The models have shown their capabilities in reproducing the synoptic scale features over southern Africa in comparison with the NCEP reanalysis. The variations in the geopotential height has been studied with the models and compared with NCEP reanalysis. The variability of the synoptic scale features is associated with the position and frequency of rainfall over the region. The models correlate well with NCEP in the standardized geopotential height anomalies at both 500hPa and 850hPa. The variations in the geopotential height have been linked with rainfall and temperature through their means and standardized anomalies.

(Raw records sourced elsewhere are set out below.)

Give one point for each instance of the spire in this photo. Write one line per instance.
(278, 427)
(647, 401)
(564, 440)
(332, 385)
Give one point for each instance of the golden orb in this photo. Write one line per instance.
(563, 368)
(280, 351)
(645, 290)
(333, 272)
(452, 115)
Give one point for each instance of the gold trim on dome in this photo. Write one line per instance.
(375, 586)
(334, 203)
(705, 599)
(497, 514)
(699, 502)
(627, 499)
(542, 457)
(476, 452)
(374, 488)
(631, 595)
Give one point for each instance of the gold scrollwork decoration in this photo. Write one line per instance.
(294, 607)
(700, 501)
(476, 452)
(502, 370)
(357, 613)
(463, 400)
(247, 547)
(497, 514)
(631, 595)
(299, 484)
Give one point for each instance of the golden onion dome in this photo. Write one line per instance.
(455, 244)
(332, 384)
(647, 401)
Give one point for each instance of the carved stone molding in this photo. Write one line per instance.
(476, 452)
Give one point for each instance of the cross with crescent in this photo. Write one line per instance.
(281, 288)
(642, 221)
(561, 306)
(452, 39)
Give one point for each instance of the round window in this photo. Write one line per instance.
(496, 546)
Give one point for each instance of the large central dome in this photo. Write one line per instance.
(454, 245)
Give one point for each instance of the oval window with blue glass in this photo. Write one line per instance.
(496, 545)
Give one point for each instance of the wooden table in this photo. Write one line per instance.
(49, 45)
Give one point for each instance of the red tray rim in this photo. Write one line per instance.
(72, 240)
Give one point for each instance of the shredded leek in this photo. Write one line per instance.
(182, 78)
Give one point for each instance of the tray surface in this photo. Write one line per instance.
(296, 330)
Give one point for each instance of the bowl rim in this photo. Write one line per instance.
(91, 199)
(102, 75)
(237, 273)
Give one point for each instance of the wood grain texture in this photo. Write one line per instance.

The standardized anomalies in the geopotential height at 500hPa have been shown to be in phase with the standardized anomalies of rainfall and that at 850hPa to be out of phase with that of rainfall and temperature. In the summer months (December-January-February), when the region experiences maximum rainfall, synoptic scale features like cut-off lows, tropical lows and TTTs show increased intensity. Also during winter, low rainfall corresponds to low intensity of the synoptic scale features. The seasonal variation in tropical lows, temperate lows and TTTs has also been shown to relate with the mean rainfall with strong correlation coefficient, which are significant at 95% confidence level.

Generally, the models are able to reproduce the synoptic scale circulation features and have estimated the relationship between them and rainfall. These features are crucial for reliable seasonal forecast over southern Africa. Moreover, the accuracy of forecast produced from these global models will depend on the ability of these GCMs to simulate the synoptic scale circulation features that play dominant roles in determining the climate over the region.